2       Special care is taken when there are changes to the brands or strengths and these may occur when new drugs (or new generic drugs) become available, or when alternative drugs are needed due to manufacturing or supply-chain disruptions.

3       A multi-pronged approach is adopted to mitigate medication errors and this starts with the procurement process whereby similar appearing containers or packaging of medications are evaluated and suppliers are approached when improvements are required for better differentiation from other products.

4       PHIs educate pharmacy staff, doctors and nurses dealing with such medications on the changes in appearance or dosage, and how to mitigate the risk for errors.  Distinguishing symbols, colours or fonts are used when labelling the medications and the storage areas to highlight the differences in description of the medications.
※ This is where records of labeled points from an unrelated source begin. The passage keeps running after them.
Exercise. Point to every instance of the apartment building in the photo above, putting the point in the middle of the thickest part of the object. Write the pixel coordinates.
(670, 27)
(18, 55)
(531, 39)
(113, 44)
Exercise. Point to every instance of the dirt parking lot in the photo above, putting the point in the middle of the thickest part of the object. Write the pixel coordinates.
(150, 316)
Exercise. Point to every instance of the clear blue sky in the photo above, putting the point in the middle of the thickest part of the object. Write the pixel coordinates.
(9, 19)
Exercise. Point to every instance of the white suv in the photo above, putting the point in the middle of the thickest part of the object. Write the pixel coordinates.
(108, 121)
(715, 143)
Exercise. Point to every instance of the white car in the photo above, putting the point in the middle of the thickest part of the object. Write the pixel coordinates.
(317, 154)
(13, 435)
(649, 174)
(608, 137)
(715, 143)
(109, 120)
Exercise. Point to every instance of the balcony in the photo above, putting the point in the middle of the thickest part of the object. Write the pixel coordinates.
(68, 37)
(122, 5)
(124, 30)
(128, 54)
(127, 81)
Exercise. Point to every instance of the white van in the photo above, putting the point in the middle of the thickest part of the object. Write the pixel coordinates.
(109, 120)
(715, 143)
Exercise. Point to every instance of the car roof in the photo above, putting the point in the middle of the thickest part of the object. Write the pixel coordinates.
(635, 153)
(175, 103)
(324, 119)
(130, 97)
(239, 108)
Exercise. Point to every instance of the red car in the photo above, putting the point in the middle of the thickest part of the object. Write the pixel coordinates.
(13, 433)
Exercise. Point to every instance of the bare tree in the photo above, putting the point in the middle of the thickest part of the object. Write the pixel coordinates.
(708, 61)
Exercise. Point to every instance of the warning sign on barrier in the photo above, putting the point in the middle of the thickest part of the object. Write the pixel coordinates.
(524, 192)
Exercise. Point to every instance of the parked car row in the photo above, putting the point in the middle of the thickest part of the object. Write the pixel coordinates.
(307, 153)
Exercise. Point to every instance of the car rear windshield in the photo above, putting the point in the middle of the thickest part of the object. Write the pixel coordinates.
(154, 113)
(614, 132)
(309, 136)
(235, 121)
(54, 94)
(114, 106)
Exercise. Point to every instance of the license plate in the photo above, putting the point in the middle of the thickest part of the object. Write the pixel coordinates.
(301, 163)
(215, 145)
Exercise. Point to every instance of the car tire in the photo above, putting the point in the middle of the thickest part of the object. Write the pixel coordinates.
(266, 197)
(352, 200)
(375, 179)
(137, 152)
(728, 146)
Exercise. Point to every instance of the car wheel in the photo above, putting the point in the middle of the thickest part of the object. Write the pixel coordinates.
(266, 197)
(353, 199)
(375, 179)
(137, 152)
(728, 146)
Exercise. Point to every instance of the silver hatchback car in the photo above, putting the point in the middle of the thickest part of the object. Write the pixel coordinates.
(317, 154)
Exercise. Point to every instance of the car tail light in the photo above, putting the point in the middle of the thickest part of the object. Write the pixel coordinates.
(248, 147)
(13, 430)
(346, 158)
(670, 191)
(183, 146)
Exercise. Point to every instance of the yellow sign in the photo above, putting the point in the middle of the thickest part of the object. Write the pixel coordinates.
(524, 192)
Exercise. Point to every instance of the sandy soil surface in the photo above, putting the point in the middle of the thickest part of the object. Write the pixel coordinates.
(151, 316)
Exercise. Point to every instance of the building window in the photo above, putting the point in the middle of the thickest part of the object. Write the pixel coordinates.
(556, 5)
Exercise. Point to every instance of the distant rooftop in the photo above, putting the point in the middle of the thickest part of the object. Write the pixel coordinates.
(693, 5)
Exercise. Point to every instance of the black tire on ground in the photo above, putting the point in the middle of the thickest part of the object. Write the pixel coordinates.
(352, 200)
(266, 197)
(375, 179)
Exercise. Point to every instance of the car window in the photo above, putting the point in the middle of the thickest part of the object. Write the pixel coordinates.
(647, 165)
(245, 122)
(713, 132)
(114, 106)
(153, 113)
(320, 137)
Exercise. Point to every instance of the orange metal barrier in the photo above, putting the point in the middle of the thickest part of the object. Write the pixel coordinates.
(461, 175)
5       When the medications are stored in the pharmacies and wards, different drugs with similar appearances are stored separately in different locations to reduce the risk of selecting the wrong drug.  In the wards, a process of counter-checks has been introduced to verify that the correct medication has been selected during the preparation of the medications and during administration.

6       Finally, when dispensing the medications to patients, PHIs affix “packaging or dose change” stickers in various languages on the dispensing packs.  Pharmacy staff also remind patients to pay attention to any changes to brands and/or strengths of products.